|PAULA G. LAND, Ph.D.,
Plaintiff - Appellant,
SCOTTSDALE INSURANCE COMPANY, an Arizona corporation,
Defendant - Appellee.
Plaintiff Paula G. Land appeals from the grant of summary judgment to defendant Scottsdale Insurance Company on her claim that defendant wrongfully canceled her malpractice insurance policy. We have jurisdiction under 28 U.S.C. § 1291.
Plaintiff, a psychologist, was granted a license to practice in New Mexico in 1986. In July 1999, the state Board of Psychology Examiners ("Board") informed her that her license could be suspended or revoked based on a complaint filed with the Board by a former client. In October 1999, plaintiff applied to renew her malpractice insurance, noting on her application that a patient had filed a complaint against her in the past year.

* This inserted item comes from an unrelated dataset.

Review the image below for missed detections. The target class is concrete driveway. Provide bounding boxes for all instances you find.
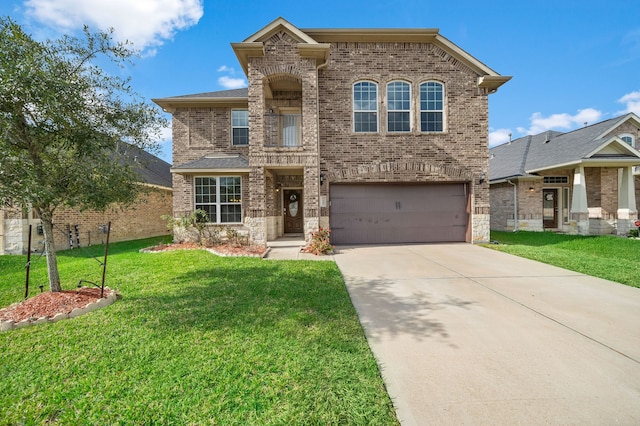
[334,244,640,425]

Defendant issued a one-year policy beginning December 1, 1999. On February 3, 2000, the Board ordered plaintiff to surrender her license and cease practicing within thirty days. Thus, her license was revoked as of March 4, 2000. Plaintiff secured a stay of the Board's decision on April 10, 2000, and was eventually successful in having her license reinstated. Defendant notified plaintiff on March 3, 2000, that it was canceling her insurance policy effective April 6, 2000, because her license had been revoked.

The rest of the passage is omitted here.